Along the way, at the same time, Magnus participated in Fantasy Football, competing against millions, at times holding the #1 slot and finishing #11 in what is a very competitive and demanding endeavor.

The Covid cost of professional sports events

We compare COVID-19 case loads and mortality across geographic areas that hosted more vs fewer NHL hockey games, NBA basketball games, and NCAA basketball games during the early months of 2020, before any large outbreaks. We find that hosting one additional NHL/NBA game leads to an additional 783 COVID-19 cases during March-mid May and an additional 52 deaths. Similarly, we find that hosting an additional NCAA Division 1 men’s basketball games results in an additional 31 cases and an additional 2.4 deaths. Back of the envelope calculations suggest that the per-game fatality costs exceed consumption benefits by a wide margin.

That is from Coady Wing, Daniel H. Simon, and Patrick Carlin.  I think we have not a good enough model of the heterogeneities of prevalence across regions for those to be reliable estimates.  Still, I am happy to see more work on the question of what in particular causes Covid cases, and also whether sporting events play a significant role.

How to restart the baseball season sustainably

You may have read that a number of early games in the season have been cancelled due to many of the players testing positive for Covid-19.  There is talk of the season being unsustainable, but it seems a simple remedy has not yet been tried — dock a player 30 percent of his salary if he tests positive.  That should limit the degree of nightclubbing and carousing, keeping in mind that the already-infected are probably some of the worst offenders and they have been “taken care of.”  Furthermore, the players would have a strong incentive to monitor each other, not wanting to be on the receiving end of an infection from a teammate.

While that arrangement presumably runs counter to the collective bargaining agreement, that agreement can and should be revised if season cancellation is the true alternative.
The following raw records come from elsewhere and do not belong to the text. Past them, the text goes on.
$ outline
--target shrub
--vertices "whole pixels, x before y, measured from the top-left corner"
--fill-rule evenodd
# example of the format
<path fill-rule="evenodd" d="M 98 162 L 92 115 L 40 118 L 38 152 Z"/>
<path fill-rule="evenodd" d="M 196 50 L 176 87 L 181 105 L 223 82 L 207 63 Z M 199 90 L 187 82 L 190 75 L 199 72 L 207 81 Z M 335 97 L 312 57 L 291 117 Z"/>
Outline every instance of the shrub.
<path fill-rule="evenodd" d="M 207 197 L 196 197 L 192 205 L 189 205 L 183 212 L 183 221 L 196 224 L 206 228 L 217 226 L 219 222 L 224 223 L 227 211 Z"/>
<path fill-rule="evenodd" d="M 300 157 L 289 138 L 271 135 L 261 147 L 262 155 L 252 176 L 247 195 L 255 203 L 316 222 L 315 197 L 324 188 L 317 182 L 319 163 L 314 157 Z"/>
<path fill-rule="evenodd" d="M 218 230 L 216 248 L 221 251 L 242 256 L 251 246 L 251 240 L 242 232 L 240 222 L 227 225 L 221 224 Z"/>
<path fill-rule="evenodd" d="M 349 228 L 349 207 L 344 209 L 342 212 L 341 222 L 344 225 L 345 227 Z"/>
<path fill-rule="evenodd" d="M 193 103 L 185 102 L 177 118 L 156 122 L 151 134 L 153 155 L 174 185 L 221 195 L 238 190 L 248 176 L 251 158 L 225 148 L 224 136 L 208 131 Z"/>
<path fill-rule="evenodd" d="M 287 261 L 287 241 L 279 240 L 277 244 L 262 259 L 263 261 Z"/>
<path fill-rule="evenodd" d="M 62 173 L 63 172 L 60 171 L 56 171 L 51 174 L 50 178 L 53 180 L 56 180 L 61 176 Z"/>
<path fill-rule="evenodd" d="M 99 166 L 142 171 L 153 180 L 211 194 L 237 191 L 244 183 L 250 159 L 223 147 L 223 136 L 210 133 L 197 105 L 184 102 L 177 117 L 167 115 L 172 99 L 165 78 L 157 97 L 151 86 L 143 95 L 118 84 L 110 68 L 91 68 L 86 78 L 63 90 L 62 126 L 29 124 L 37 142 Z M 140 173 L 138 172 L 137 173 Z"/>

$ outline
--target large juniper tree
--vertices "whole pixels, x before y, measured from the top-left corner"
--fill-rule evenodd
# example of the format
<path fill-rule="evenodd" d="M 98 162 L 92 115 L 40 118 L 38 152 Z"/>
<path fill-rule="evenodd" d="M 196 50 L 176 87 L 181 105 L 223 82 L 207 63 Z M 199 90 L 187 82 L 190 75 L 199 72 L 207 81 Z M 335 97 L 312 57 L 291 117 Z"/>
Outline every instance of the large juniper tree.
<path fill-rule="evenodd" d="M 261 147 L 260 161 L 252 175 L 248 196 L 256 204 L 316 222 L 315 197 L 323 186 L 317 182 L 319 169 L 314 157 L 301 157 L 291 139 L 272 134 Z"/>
If need be, the fines can be redistributed to the players who never test positive, thus keeping total compensation constant.

Incentives don’t always work, but if you haven’t even tried them something is amiss.  Do I hear “35 percent”?  “Forty”?  “Thirty-seven percent and three lashes”?

How to rename the Washington Redskins

McCauley first trademarked the Washington Pigskins in 2015, and while he has lost count himself, a search of the US Trademark and Patent Office website shows that he holds trademarks for names such as the Washington Monuments, Washington Redtails, Washington Veterans, Washington Red Wolves and Washington Warriors.

Somehow I don’t think it will be the Warriors, nor “the Washington Pandas” (story here).

I say “the Washington Redtails,” or my very first choice would be the Maryland Tolerations.